Pandangan kuedarkan untuk menyapu sekeliling. Kamar tamu ini bersebelahan persis dengan bilik kosong yang kemudian digunakan Ega untuk ruang kerjanya. Koper Mika terlihat berdiri di pojok ruangan dekat lemari tinggi.
"Silahkan dimakan, nanti keburu dingin lho," tawarku karena Tania tidak lekas menyantap hidangan tersebut.
"Ah ... ya. Terima kasih."
Tania menarik kursi beroda, lalu mulai menyantap mie buatanku dengan malu-malu.

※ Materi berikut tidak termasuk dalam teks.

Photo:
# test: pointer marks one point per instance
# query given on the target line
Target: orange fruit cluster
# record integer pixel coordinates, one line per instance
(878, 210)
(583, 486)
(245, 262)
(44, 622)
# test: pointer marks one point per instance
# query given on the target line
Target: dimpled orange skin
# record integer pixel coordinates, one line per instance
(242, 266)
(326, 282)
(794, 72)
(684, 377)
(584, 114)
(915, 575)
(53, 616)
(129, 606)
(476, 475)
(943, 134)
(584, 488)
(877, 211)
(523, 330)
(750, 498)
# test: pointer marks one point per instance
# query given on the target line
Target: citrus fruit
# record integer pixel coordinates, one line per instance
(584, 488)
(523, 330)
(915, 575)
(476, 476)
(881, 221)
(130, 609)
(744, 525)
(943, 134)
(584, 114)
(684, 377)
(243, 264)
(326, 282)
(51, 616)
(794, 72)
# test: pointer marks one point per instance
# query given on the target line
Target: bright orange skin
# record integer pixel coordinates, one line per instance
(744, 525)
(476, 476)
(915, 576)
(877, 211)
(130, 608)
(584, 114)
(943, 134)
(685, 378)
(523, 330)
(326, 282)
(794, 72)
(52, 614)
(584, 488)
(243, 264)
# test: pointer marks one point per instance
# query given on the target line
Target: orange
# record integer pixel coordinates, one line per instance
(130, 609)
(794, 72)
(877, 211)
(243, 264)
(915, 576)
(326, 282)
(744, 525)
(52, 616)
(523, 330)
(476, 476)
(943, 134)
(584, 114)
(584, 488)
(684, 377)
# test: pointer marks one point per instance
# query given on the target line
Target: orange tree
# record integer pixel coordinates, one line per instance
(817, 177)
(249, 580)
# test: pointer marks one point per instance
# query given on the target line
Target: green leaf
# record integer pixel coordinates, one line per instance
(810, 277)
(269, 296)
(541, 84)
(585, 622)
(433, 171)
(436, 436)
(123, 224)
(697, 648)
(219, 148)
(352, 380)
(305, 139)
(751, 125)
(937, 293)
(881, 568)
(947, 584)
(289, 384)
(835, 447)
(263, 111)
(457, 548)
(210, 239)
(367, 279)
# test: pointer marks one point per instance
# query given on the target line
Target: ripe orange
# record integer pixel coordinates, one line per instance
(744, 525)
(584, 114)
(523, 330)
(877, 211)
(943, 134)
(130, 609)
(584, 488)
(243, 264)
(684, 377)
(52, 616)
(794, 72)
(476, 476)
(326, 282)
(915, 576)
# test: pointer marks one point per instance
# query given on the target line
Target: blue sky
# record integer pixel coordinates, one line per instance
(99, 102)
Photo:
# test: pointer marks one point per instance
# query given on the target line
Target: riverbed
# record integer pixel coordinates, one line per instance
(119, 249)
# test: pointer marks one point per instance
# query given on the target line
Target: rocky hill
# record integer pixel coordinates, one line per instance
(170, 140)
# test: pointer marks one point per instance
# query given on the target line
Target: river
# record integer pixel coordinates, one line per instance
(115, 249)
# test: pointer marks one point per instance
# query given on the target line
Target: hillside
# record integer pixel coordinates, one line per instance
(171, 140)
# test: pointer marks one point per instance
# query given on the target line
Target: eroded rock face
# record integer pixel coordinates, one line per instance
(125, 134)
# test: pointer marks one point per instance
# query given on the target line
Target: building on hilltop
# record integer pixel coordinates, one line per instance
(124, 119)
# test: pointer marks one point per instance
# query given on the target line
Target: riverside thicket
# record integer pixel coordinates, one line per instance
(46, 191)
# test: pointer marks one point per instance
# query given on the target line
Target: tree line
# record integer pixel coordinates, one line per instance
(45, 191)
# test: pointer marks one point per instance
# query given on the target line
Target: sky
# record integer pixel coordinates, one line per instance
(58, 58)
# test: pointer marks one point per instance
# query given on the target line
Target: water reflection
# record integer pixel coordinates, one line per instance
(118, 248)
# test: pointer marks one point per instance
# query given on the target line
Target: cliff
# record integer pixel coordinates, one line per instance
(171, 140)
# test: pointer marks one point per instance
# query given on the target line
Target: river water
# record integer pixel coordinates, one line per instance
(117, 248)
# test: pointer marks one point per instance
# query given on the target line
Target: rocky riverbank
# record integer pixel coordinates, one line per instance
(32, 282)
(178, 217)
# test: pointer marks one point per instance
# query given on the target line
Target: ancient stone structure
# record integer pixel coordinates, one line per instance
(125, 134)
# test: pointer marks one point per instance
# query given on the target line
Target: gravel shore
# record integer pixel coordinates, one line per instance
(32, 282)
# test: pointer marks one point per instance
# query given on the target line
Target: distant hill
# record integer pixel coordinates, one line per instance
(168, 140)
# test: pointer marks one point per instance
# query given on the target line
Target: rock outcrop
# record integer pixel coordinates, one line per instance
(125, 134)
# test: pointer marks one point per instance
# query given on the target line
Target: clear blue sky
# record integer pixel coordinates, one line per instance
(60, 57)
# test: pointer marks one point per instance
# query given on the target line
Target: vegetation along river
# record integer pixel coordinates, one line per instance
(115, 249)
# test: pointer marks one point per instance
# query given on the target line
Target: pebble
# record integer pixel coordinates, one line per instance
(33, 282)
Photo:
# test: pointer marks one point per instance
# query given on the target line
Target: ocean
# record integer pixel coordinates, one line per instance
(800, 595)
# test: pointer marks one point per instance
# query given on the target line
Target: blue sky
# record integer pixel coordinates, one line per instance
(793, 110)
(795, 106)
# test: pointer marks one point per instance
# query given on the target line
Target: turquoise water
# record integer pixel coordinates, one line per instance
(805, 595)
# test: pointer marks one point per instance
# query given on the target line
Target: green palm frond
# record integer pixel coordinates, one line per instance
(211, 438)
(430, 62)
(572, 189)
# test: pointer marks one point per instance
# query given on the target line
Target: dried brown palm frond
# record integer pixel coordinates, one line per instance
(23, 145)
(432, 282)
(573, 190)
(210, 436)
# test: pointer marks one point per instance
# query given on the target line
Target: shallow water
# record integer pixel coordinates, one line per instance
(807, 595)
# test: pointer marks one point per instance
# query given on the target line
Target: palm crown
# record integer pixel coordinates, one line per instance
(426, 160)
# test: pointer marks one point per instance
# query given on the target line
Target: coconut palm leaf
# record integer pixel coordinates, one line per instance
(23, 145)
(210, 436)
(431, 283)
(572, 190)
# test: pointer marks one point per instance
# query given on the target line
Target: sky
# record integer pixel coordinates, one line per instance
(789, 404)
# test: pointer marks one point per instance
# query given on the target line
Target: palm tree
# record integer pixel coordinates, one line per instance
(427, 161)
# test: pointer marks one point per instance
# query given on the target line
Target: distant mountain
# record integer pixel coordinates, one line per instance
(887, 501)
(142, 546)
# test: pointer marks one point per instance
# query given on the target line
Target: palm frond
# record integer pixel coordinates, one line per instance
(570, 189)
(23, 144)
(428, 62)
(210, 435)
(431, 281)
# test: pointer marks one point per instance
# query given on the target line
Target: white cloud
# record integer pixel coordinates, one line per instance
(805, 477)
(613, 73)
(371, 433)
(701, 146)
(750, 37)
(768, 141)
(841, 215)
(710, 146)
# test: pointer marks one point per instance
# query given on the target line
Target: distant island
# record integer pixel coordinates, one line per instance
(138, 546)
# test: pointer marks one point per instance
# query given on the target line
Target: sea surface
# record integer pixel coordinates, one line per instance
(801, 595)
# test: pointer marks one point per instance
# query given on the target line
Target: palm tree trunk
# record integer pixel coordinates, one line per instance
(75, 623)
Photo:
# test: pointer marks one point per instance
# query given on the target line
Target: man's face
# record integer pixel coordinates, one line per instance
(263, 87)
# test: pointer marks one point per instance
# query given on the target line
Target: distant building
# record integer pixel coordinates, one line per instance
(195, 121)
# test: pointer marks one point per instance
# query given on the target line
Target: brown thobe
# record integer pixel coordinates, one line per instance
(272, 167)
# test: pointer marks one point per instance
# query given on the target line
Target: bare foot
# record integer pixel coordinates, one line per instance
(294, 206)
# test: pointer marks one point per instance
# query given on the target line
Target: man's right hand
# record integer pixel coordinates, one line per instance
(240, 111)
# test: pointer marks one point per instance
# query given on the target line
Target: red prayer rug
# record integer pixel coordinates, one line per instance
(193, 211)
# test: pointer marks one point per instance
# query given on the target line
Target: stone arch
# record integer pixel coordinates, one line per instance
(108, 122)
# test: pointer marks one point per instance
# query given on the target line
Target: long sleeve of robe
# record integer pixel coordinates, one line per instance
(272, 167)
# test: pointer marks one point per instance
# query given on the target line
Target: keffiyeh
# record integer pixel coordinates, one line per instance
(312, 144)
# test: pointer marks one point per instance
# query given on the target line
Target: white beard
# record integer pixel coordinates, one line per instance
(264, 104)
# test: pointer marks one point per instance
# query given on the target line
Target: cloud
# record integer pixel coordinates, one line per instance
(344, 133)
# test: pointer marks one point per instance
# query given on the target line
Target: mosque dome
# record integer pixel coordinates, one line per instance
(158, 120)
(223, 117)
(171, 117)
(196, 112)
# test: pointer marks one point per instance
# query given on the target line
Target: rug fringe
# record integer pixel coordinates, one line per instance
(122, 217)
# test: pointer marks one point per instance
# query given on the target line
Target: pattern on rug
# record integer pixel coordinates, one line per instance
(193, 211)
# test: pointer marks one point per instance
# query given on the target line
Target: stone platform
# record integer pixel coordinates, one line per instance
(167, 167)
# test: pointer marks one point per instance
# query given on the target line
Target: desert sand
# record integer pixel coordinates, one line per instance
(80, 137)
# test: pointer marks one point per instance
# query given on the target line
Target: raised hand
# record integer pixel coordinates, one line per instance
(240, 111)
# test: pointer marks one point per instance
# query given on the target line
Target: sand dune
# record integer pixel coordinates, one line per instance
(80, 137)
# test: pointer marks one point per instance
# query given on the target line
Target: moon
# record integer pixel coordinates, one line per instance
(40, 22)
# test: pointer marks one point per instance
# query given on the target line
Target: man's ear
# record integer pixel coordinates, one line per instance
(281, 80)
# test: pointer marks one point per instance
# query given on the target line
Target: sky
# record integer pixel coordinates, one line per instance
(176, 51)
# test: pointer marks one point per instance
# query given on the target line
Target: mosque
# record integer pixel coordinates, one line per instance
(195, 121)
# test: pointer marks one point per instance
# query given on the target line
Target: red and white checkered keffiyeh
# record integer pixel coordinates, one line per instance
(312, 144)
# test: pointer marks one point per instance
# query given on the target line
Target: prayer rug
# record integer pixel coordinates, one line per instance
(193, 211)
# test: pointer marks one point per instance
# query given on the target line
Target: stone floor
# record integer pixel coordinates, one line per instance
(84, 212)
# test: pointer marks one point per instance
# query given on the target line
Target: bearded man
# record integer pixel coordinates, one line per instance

"Mau menginap berapa lama di sini?" tanyaku sambil mengawasi Tania. Gadis itu tampak mulai melahap nikmat mie kuah buatanku. Itu terdengar dari decakan yang berasal dari mulutnya.
Tania tampak tercekat mendengar pertanyaanku. Gadis bermata kecil, namun indah itu menyesap air teh manis.
"Secepatnya aku akan pergi dari sini jika sudah mendapatkan tempat berteduh," jawabnya seraya mengelap bibir dengan selembar tisu. Lalu membuangnya ke tong sampah di bawah meja persis.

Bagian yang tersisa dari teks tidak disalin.